Seasonal movements of Maroon-fronted Parrots have made population estimation challenging. Data from the early 1970s suggested that the Maroon-fronted Parrot population stood at somewhere between 2000 and 4000 birds (Lawson and Lanning 1981). Numbers were estimated to be between 2,500-3,000 individuals in 1998 (Macias Caballero 1998). In 2005 the population was estimated at 3500 individuals based on roost counts (Valdés-Peña et al. 2008). This may be an underestimate, however, based on the assumption that the entire population was not represented in this single observation (Ortiz-Maciel et al. 2014). Similarly Ortiz-Maciel et al. (2006) states that based on counts of large aggregates of parrots in winter, and productivity data from 1996-2005, they estimate that known nesting colonies represent only about half of the breeding population with additional nesting colonies yet to be discovered. On the other hand, BirdLife International (2014) points out that due to delayed reproductive maturity (4 years), there are probably less than 2500 mature individuals. Ortiz-Maciel et al. (2014) suggests that this history means that the population of Maroon-fronted Parrot has remained relatively stable for the previous 25 years. However, BirdLife International (2014) reports unpublished data (J. Valdés-Peña) from 2007 and 2010 suggesting that the number of breeding pairs at known colonies have been declining, there has been poor breeding success, and that habitat is being destroyed.
Ortiz-Maciel et al. (2014) reported that 28 nesting colonies of various sizes have been located within Maroon-fronted Parrot breeding range. All known colonies are located within a region of 100 x 20 km in the Sierra Madre Oriental (Macías 1998).
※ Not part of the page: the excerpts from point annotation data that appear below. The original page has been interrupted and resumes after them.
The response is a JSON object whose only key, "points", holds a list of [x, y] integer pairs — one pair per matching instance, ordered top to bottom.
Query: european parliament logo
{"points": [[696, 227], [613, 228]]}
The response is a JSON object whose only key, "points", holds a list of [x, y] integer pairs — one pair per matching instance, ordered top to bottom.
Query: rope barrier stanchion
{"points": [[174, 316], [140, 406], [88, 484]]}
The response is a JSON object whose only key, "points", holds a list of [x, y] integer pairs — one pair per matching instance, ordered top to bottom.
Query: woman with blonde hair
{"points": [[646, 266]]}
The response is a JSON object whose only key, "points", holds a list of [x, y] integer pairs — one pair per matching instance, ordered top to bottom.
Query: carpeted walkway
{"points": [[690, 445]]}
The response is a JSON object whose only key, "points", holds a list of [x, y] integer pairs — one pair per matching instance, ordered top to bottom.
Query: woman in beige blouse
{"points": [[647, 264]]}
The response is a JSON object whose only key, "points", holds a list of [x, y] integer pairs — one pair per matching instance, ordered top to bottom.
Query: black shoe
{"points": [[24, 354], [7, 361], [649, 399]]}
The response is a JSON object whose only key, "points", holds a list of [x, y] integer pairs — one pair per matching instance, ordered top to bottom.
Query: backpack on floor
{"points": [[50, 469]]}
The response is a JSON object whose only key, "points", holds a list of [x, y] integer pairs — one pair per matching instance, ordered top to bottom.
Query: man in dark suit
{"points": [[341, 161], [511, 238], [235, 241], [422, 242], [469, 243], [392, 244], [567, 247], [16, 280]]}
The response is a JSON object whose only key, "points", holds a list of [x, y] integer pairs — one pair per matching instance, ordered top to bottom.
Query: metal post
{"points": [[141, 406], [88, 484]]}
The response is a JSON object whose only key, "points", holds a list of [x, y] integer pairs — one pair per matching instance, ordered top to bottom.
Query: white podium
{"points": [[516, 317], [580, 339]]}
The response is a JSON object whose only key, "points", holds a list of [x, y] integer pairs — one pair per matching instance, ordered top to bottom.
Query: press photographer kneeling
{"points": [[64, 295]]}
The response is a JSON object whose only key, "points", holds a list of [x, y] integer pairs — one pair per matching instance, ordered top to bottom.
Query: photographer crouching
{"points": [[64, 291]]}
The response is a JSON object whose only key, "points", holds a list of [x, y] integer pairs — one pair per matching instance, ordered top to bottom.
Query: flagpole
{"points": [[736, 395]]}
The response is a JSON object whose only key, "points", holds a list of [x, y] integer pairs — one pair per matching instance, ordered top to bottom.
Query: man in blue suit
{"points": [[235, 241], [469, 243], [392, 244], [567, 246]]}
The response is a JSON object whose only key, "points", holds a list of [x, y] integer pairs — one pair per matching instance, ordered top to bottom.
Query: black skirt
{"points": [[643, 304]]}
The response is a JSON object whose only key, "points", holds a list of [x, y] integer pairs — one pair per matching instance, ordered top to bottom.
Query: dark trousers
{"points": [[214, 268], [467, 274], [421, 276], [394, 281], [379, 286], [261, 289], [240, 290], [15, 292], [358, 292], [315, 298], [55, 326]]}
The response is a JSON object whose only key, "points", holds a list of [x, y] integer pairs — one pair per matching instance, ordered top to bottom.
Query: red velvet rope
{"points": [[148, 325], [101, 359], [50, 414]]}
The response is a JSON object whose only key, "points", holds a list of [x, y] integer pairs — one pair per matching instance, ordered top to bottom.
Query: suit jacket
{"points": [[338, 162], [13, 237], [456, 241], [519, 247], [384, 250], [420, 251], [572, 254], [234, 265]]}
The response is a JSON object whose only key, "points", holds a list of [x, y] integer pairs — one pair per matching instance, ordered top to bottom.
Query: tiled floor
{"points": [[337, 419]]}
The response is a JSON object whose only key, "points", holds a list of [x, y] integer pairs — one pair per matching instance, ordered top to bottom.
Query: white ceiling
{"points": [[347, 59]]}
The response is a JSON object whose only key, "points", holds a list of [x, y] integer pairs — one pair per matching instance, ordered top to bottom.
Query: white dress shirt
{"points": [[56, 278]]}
Ortiz-Maciel et al. (2014) have analyzed nest data for 16 years (1995-2010) at 26 different colonies, and more intensive data from 14 years at the two main colonies – El Taray Sanctuary and Los Condominios. This provides the first long-term evaluation of reproductive dynamics for this species. These two main colonies are crucial in contributing to the productivity and long-term persistence of Maroon-fronted Parrot populations. Seventy-two percent of all nesting activity was recorded in these two colonies; the total number of occupied cavities was a mean of 334 ± 27 cavities per year (range 91-478). Over 14 years at the two main colonies (1997-2010) there were 511 successful nests; 261 (51%) fledged a single chick; 205 (40%) fledged two; 41 (8%) fledged three, and 4 (0.7%) fledged four. Twenty percent of occupied cavities successfully fledged chicks. Annual fluctuations in colony attendance and productivity was related to annual variation in precipitation, although affects varied depending on which colonies were included. Across all colonies precipitation amounts negatively affected nesting activity, but at the two main colonies alone, there was increased nesting activity after periods of high rainfall and declines after dry years. In addition, the presence of wildfires also influenced nesting activity; colonies and years with wildfire showed a five-fold decrease in nest cavities. In 1999 there was zero productivity of Maroon-fronted Parrots, which may have been associated with the severe drought and wildfire season in 1998. They proposed that the network of nesting colonies, large and small, provide resources that allow Maroon-fronted Parrot populations to cope with catastrophic and unpredictable events.